My writing tends to be a little too matter-of-fact considering the complicated plots I prefer. I start out using plenty of similes and metaphors, but when I analyze them, they all sound trite or forced so I edit them out.

“The next minute the children were rolling around on the ground and pummeling each other like . . .” Like what? “Puppies” was too obvious, so I used “bear cubs” until I decided it sounded just as trite. But what else rolls around on the ground and pommels? Mud wrestlers? Thinking that’s not a proper image to use with children, I left off the simile.

Another time I tried to describe a character as one who seemed like a mental lightweight but had hidden depths. I didn’t want to use the trite “like an iceberg,” so I used “like the proverbial iceberg.” All that said is that I know I’m using a cliché, (wink, wink) but since I know it, it’s okay. It’s not okay, so I left it out and was left with another unadorned sentence.
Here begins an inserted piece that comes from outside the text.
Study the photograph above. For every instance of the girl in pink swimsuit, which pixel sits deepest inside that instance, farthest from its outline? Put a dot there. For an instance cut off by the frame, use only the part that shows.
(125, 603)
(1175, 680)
But at least I don’t make mistakes like this one I found in a book by an author who should have known better. “Her eyes swept across the room like a broom.” Her gaze might sweep like a broom, but her eyes? Only in a horror movie, but still . . .ick! That’s almost as hideous an image as “their eyes locked.” How exactly do eyes lock? Like braces sometimes do when teenagers kiss?

Nor did I make this mistake: “The room was so crowded it was literally filled to the rafters.” Literally filled? Does he mean the people were stacked one on top of the other? Or standing on each other’s shoulders? Again, an image fit only for a horror movie.

In the end, I guess I’d rather have a prosaic writing style than one that gives people unintentional nightmares.